Tired of graffiti, trash, and vandalism plaguing the streets? Well now there’s an app for that, thanks to four teen girls who teamed up to tackle blight in their East Palo Alto community. The high school students, who dubbed themselves the “Chica Squad,” were part of a pilot program implemented by Bayshore Christian Ministries, an East Palo Alto nonprofit dedicated to helping youth gain life skills and develop as leaders. During the 12-week program, the girls learned about app design, entrepreneurship, creating a business plan, and pitching a product. The app they designed through the process is called “Tag It,” which allows East Palo Alto community members to photograph a place of vandalism or trash.
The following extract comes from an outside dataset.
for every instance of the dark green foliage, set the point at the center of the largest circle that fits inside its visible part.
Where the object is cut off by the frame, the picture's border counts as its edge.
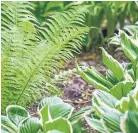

Users can then track down the locations where the photograph was tagged and clean it up. The ingenious app landed them a spot in the top 20 at the Technovation Challenge.
This pilot program was made possible through a $5,000 grant from PVF’s Facebook Local Community Fund, which provides grants to nonprofits working with youth in East Palo Alto and Belle Haven. Bayshore Christian Ministries also used the grant to implement a second pilot program called GameOn, which is a computer game design class for middle school students. Students were mentored as they learned the basics of game design and implementation. The program was so popular that the students frequently arrived early and stayed late to work on the games they were designing.
Both programs allowed its participants to gain confidence and develop an interest in technology careers. The four high school students on the Chica Squad, for example, had never considered pursuing careers in technology despite having grown up in the heart of Silicon Valley. After learning they have the ability to create apps, however, a whole new world of career possibilities opened up to them. These two pilot programs are empowering disadvantaged youth to become future tech leaders by giving them the tools they need to drive their own success.